Het Woord is vlees geworden, en heeft onder ons gewoond, schrijft de apostel Johannes in het eerste hoofdstuk van zijn evangelie. In de kunst is Jezus’ menswording de eeuwen door verbeeld. Is daar iets op tegen?

21 December 2019 14:19Gewijzigd op 16 November 2020 17:48
Vroege christenen beeldden Jezus in de catacomben af als de Goede Herder. beeld RD
Vroege christenen beeldden Jezus in de catacomben af als de Goede Herder. beeld RD

Reformatorische christenen zijn er vanouds beducht voor om Jezus af te beelden. Nog afgezien van het feit dat we niet weten hoe Hij eruitzag, is voor velen van hen het tweede gebod doorslaggevend: „Gij zult geen gesneden beeld, noch enige gelijkenis maken, van hetgeen boven in de hemel is, noch van hetgeen onder op de aarde is, noch van hetgeen in de wateren onder de aarde is.”

Daarbij komt dat Jezus zowel mens als God was. Hoe maak je dit in een beeld duidelijk? In de middeleeuwen kreeg Jezus een aureool met een kruis erin, maar die raakte Hij vanaf de renaissance weer kwijt. Meer en meer werd Jezus in de kunst als mens onder de mensen weergegeven. Voor wie Jezus ziet als Gods Zoon kan dit een spanningsveld oproepen. Aan het middeleeuwse aureool hangt voor reformatorische christenen te veel de nestgeur van het rooms-katholicisme, de menselijke Jezus schiet tekort omdat daarmee Zijn goddelijke natuur uit het zicht verdwijnt. Het is dan een veilige keuze om Jezus helemaal niet af te beelden.

Het is echter de vraag of het tweede gebod geen ruimte laat voor het afbeelden van Jezus.
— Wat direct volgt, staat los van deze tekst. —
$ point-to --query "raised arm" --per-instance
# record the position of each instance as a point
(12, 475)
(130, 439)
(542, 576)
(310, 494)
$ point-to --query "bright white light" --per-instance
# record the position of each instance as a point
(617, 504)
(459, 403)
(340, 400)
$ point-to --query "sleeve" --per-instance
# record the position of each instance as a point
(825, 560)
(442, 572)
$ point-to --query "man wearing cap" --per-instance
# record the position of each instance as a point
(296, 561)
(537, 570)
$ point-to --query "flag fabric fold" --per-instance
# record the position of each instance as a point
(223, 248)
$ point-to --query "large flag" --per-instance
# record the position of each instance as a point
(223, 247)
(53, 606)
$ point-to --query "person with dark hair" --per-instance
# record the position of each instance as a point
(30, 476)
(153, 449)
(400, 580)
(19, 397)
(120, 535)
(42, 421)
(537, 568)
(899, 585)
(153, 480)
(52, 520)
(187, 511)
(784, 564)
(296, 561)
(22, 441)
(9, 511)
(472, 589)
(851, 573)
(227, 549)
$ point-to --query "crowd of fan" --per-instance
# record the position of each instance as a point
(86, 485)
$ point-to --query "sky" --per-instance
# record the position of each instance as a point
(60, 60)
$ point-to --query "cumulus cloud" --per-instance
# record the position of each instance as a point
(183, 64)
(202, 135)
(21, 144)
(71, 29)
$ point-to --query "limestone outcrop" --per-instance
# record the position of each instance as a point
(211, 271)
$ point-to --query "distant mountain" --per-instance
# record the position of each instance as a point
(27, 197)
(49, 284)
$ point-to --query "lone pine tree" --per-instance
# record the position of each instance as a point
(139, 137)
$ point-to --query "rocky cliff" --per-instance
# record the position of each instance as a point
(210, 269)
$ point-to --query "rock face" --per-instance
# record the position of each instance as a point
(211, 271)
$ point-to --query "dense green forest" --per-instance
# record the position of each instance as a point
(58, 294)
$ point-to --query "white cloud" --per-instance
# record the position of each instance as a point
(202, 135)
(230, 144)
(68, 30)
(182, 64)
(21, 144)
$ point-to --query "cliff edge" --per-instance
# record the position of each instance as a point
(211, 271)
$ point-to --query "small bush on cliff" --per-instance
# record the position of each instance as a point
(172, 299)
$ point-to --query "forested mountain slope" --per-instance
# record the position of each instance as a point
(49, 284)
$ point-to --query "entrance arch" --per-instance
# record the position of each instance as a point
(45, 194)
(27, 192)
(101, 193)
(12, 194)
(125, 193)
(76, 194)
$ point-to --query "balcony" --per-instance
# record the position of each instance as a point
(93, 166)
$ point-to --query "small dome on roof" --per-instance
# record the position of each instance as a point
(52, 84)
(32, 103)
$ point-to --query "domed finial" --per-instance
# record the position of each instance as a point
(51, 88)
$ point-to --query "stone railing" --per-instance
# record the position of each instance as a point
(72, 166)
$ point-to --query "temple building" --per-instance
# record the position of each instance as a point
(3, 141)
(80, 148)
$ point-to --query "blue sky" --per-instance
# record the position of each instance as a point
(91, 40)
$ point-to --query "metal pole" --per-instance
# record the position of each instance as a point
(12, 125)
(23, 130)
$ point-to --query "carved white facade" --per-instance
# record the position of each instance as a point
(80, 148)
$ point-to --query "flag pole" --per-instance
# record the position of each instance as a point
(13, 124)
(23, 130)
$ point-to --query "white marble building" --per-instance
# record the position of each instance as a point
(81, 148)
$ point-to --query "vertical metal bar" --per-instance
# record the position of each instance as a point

Het gaat er immers om dat we voor de bedoelde beelden niet buigen en ze niet dienen. De kern van het tweede gebod is: „Gij zult geen andere goden voor Mijn aangezicht hebben.” Die overweging heeft talloze christelijke kunstenaars in de voorbije millennia in elk geval de vrijmoedigheid gegeven Jezus tóch op paneel, papier of doek weer te geven.

Grote Afwezige

Ook in reformatorische kring worden in toenemende mate vraagtekens geplaatst bij de strikte interpretatie van het beeldverbod. Het hoeft niet te verwonderen dat de vraag of Jezus mag worden afgebeeld met name speelt bij illustratoren van kinderbijbels en bij mensen die in het evangelisatiewerk werkzaam zijn. Hoe vertel je het Evangelie op een goede manier aan kinderen en buitenstaanders als Jezus op de afbeeldingen de grote Afwezige is?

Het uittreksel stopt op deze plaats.